We know that Iraq is still financing terrorist activities and providing support to organizations that have terrorized the Middle East through terrorism. We know that Iraq and the Al Qaeda terrorist network have a common enemy – the United States. We know that Iraq and Al Qaeda have high-level contacts for 10 years. Some al-Qaeda leaders fleeing Afghanistan went to Iraq, including a very senior al-Qaeda leader who was treated in Baghdad this year and related to the biochemical attack plan. We learned that Iraq has trained Al Qaeda members to make bombs, poisons and deadly gases.

As far as I know, each of the above statements is true. When they are put together, you will feel that Iraq is funding Al Qaeda, Al Qaeda is operating on Iraq, and Al Qaeda is working with Iraq to develop a plan to attack the United States. These are not facts, and Bush did not say so. He doesn’t need to say that. He carefully selected some truths from an extremely complicated situation and weaved them together so that the American audience reached their own conclusions.

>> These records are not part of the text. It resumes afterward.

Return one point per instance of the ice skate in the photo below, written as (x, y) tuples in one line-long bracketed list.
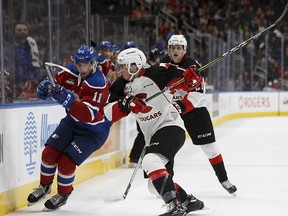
[(229, 187), (55, 202), (38, 193), (174, 208), (192, 204)]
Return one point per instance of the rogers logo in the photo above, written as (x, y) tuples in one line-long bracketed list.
[(253, 102), (150, 117)]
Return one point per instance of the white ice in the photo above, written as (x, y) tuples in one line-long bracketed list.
[(255, 152)]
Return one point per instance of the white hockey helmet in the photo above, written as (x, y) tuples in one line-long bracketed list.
[(132, 56), (178, 40)]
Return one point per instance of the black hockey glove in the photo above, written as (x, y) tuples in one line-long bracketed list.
[(192, 78), (131, 103), (179, 106)]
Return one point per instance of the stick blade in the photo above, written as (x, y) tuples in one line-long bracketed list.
[(113, 199)]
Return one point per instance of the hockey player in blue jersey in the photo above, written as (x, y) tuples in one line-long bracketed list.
[(83, 92)]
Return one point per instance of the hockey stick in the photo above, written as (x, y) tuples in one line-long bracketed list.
[(224, 55), (51, 68), (115, 199)]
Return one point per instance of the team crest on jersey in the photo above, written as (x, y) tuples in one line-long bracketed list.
[(70, 82), (55, 136)]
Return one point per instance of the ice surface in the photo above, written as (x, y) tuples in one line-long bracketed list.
[(255, 152)]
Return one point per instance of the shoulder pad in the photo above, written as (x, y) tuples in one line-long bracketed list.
[(96, 80), (73, 69)]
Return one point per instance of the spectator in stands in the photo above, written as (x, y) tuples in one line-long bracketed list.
[(25, 60)]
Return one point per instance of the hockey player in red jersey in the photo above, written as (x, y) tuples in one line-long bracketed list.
[(194, 113), (159, 121), (83, 92)]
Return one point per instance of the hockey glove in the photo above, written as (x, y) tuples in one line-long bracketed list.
[(62, 96), (192, 78), (44, 89), (131, 103), (179, 106)]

Misleaders can ruin the entire plan and movement through association. The personal misconduct of some key allies seriously hurt Rudy Guiliani, who won the 2008 Republican presidential nomination. For most of 2007, Giuliani has been leading the Republican primary. However, in June, his South Carolina president, Thomas Ravenel, was accused of selling cocaine. In July, Southern District President David Vitter was accused of accepting prostitution services. Later that year, another longtime ally, Bernard Kerik, was accused of tax fraud. Giuliani should not be responsible for these actions, he may not know at all. However, this provided a powerful statement for his opponent. In July 2007, an article in the New York Times about Giuliani began with “cocaine, corruption and jealousy.” The connection between these one-sided truths and the presidential candidate undoubtedly contributed to the failure of Giuliani.

In the second year, a similar pattern of crime-related patterns almost ruined Barack Obama, who competed for the president. ABC News Network selected some passages in the sermons of his then pastor, Jeremiah Wright. These paragraphs have severely criticized the US government, ending with: “No, no, no, not God blesses the United States, God condemns the United States.” Although Obama himself has never expressed such views or used such vicious language, he Was forced to sever the relationship with the pastor and separated from his church in order to save his campaign.

Obama and Giuliani have nothing to do with these scandals, but their political opponents can advertise a one-sided truth about the people around them, causing great harm to them. A similar strategy is used to discredit brands, question scientific discoveries, and corrupt the image of many in the public mind. As more and more information about the people and organizations around them is made publicly available, it is increasingly easy for us to be unfairly degraded by being associated with one-sided truth.